That said, not every NBA player can create off the dribble. Coming into camp, Jenkins had a reputation as a sharpshooter, but not many expected him to be able to score moving to his left.
Or to his right.
Jenkins doesn’t possess the cat-like quickness of smaller point guards like Paul or Damian Lillard, and he doesn’t have the top-end speed of All-Stars like Russell Westbrook or John Wall. But he does have the ability to stop and pop, and his 6-foot-8.5 wingspan makes it very difficult for back-pedaling big men to contest his shot with any authority.
Regardless of direction, Jenkins is usually able to decisively step into a pull-up J all while maintaining his balance, resulting in a smooth, picturesque shot. Carlisle has mentioned that he’d like to see Jenkins get more reps at the shooting guard position between now and the beginning of the regular season, as he likely won’t be playing any point guard once the games start counting in the standings, but his ability to shoot has never been questioned.

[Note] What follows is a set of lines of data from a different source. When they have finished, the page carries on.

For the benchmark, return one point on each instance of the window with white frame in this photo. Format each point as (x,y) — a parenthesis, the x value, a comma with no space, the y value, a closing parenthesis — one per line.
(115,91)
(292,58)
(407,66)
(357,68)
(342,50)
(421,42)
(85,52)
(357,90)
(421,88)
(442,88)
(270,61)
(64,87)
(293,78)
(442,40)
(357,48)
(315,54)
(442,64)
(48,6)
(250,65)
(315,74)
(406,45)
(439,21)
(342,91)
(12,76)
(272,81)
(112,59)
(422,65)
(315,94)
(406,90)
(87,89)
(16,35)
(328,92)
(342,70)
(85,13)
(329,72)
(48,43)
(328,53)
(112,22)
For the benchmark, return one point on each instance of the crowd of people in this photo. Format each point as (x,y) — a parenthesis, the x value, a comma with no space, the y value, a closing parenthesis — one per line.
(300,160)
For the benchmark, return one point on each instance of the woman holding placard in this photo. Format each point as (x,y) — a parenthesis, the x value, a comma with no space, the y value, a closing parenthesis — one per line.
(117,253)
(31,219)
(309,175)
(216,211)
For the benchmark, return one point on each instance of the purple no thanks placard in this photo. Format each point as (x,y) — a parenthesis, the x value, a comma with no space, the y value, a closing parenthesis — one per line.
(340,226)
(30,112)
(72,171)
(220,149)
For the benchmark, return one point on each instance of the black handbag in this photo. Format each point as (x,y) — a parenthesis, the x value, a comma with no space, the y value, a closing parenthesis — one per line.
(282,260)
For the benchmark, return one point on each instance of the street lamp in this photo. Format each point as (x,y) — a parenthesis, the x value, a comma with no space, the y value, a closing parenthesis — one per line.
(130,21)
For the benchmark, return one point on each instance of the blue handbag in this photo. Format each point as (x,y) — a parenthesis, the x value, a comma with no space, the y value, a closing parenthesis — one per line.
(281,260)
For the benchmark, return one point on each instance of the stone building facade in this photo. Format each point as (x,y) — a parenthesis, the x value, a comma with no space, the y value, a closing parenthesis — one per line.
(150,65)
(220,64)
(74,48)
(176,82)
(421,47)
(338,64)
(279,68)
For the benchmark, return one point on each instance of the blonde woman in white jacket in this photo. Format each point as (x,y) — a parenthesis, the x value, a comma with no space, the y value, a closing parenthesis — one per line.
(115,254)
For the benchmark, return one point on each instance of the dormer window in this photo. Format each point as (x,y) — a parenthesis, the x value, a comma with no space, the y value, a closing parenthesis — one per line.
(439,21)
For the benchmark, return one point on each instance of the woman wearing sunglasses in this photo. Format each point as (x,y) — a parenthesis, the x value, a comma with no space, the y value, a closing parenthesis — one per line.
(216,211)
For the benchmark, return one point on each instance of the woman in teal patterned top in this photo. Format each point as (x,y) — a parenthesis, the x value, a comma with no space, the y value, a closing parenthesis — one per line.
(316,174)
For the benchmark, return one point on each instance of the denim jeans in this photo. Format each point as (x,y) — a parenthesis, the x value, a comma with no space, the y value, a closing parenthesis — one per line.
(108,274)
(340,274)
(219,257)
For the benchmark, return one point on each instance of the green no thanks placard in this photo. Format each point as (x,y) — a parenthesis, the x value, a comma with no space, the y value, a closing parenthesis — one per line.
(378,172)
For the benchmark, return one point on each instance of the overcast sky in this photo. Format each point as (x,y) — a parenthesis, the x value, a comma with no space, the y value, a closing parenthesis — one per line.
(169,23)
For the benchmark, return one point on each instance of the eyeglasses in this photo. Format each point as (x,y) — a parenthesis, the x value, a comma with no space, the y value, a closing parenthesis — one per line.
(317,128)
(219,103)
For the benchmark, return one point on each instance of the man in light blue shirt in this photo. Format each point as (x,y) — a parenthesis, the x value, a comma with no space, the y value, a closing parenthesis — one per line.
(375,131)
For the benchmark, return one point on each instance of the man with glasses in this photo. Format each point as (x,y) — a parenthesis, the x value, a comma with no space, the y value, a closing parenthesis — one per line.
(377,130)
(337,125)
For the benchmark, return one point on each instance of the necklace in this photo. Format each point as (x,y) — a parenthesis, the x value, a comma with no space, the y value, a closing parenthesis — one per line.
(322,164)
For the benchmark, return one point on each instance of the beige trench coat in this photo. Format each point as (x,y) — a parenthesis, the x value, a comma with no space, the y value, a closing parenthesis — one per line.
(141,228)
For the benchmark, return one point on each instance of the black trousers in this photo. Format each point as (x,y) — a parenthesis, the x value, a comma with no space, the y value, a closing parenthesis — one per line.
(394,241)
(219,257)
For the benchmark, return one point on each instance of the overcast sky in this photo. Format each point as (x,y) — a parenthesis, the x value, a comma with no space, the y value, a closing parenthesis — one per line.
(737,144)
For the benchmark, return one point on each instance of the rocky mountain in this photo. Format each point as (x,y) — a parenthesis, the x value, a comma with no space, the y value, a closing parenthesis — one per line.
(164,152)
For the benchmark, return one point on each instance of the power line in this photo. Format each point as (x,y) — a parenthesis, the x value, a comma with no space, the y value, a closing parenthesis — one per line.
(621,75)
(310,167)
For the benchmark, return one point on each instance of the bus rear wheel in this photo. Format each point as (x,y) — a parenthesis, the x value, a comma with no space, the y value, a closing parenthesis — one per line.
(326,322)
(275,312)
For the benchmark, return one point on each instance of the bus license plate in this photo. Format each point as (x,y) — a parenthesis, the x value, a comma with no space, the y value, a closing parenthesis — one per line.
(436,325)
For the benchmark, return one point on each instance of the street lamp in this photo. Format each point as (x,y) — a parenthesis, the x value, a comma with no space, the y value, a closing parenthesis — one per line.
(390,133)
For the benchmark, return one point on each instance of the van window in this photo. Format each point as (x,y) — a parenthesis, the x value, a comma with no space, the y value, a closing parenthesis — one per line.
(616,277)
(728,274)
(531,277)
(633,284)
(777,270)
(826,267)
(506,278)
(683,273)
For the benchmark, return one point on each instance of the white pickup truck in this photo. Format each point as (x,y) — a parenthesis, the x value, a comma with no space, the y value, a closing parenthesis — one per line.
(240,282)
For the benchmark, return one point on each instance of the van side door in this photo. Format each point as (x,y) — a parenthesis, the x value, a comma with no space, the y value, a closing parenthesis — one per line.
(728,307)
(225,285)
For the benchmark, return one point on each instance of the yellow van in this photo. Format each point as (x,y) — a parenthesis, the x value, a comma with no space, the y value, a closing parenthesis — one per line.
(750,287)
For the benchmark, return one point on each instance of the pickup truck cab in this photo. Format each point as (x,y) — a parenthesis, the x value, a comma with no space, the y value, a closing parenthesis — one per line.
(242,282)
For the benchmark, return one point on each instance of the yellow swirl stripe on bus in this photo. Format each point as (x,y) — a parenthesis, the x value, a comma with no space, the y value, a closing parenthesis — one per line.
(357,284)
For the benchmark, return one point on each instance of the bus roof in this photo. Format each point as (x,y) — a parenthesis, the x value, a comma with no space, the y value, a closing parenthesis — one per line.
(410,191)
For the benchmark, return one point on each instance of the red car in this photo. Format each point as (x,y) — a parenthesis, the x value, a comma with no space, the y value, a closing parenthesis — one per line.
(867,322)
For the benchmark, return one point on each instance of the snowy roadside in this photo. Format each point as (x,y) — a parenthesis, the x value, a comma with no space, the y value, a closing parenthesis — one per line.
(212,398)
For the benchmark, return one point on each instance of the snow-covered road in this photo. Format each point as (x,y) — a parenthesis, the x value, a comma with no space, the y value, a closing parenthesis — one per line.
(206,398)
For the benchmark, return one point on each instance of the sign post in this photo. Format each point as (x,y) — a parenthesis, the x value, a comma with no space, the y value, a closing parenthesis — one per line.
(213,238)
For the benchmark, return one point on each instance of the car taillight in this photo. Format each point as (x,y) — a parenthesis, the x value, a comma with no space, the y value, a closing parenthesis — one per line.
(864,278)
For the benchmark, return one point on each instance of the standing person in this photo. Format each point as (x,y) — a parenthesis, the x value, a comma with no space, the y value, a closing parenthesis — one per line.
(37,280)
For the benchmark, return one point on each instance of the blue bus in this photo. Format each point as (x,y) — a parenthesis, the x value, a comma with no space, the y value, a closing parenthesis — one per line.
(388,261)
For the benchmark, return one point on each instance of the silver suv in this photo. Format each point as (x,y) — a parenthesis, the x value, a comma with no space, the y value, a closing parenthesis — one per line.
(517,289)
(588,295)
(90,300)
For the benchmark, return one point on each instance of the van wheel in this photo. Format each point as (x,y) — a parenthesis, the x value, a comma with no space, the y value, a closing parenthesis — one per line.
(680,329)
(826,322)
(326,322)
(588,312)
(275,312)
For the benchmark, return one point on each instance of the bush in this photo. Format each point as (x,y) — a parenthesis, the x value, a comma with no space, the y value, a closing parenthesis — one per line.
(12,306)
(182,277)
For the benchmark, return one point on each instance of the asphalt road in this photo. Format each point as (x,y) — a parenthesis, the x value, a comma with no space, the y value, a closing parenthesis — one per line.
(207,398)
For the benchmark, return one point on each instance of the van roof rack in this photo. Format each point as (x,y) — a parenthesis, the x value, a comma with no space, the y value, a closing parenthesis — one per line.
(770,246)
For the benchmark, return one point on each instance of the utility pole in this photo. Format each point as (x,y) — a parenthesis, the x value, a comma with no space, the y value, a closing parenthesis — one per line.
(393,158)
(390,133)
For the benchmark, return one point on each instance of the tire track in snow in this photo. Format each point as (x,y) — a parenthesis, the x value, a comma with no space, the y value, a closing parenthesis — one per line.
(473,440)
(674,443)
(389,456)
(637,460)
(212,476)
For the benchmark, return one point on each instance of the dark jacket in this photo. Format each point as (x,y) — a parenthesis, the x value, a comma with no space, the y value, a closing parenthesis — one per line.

“He’s really stepped up his aggressiveness just in terms of when he steps into the gym, he’s a threat to score,” Carlisle said. “I’ve loved his mindset in all three games. But the challenge going forward is to maintain this. Teams are gonna be gameplanning more, they’re gonna be sticking closer to him. He’s got to keep that same aggressiveness.”
It will be interesting to see, once everyone is healthy, if the Mavericks implement any opportunities into the offense for Jenkins to receive a ball-screen with a chance to get a shot off for himself. Dallas runs plenty of pick-and-rolls as it is, so it could certainly be a possibility. And if you combine Jenkins’ off-the-bounce dribble with the catch-and-shoot savvy of a pick-and-pop partner like Dirk Nowitzki, opponents could have a real headache on their hands.
Should he continue playing at this level, not only will Jenkins guarantee himself a spot on the final 15-man roster, but he’ll make it awfully difficult for Carlisle not to place him in the rotation once the regular season begins. He’ll get another chance to wow the coaching staff tonight against the Atlanta Hawks, his former team.
“He’s making a case,” Carlisle said. “He was a guy fighting for a spot on the team. I tell all these guys you should set the bar high on what you’re trying to achieve. If you’re in here, one of 20 guys, it shouldn’t just be to make the team. It should be to play. My hope is that’s how all these guys are viewing it.”